Daniel Clowes, romancier graphique
Daniel Clowes utilise beaucoup les portraits pour faire passer des sentiments et des ambiances, plus que des dialogues. D’ailleurs, à la première planche de chacun des chapitres trône un portrait, il traduit à la fois l’ambiance qui se dégagera du chapitre en question, tout en dévoilant le visage d’un nouveau personnage qui y prendra une place déterminante. Cet auteur construit ainsi une suite de résumés graphiques proches de la perfection. C’est dans cette optique que la couverture (pour l’édition française chez Cornélius, éditeur de génie qui a su prendre des risques pour notre plus grand plaisir) prend tout son sens, et si l’on s’y attarde on peut entrevoir plus d’éléments que nous en apporterait une quatrième de couverture. Daniel Clowes est un formidable inventeur d’outils d’articulation et de ficelles narratives surprenantes.

Comme Un Gant De Velours Pris Dans La Fonte regroupe et recoupe tellement d’histoires différentes que le récit tout entier aurait pu se désintégrer de lui-même, si Clowes n’avait cette qualité de scénariste.
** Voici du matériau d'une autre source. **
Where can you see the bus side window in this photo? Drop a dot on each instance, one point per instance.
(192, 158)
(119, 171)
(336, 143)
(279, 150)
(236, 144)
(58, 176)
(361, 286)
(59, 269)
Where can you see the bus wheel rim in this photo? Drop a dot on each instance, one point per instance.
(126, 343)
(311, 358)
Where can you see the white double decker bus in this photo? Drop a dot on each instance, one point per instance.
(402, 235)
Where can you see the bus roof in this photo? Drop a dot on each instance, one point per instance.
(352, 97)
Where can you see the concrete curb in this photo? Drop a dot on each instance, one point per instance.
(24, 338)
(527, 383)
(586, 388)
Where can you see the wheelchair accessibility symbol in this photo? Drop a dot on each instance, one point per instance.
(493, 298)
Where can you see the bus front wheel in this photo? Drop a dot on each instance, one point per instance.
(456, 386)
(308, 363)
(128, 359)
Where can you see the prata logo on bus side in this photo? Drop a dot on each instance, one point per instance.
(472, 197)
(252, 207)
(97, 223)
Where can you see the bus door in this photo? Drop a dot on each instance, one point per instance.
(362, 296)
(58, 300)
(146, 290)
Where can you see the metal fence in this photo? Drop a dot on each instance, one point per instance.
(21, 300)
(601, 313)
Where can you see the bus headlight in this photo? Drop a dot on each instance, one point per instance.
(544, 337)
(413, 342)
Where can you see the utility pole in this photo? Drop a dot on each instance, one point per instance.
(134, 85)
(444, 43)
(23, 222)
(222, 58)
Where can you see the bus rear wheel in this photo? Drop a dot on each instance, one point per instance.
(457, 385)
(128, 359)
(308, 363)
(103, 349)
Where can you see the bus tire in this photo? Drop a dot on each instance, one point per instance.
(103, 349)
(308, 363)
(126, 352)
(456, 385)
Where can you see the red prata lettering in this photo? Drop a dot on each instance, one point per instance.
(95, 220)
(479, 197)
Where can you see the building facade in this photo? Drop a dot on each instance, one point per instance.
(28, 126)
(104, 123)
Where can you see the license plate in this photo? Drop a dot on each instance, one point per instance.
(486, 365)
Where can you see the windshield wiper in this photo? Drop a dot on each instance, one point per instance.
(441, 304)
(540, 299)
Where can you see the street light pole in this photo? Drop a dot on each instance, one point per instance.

Cette histoire improbable pourrait faire l’objet de milliers d’articles et de discussions, mais elle doit aussi parler d’elle-même, avec tout le surréalisme et l’incohérence qu’elle peut comporter. La force de Daniel Clowes réside dans la simplicité de gimmicks de génie, et sa vision des rapports humains, sincère et puissante, laisse des traces indélébiles. Daniel Clowes est un romancier graphique (même si l’expression est à prendre avec délicatesse), il nous l’avait prouvé avec Caricature et plus particulièrement Ghost World, il nous le confirme ici, tout en évitant de tomber dans la facilité. Il continue d’expérimenter, avec succès.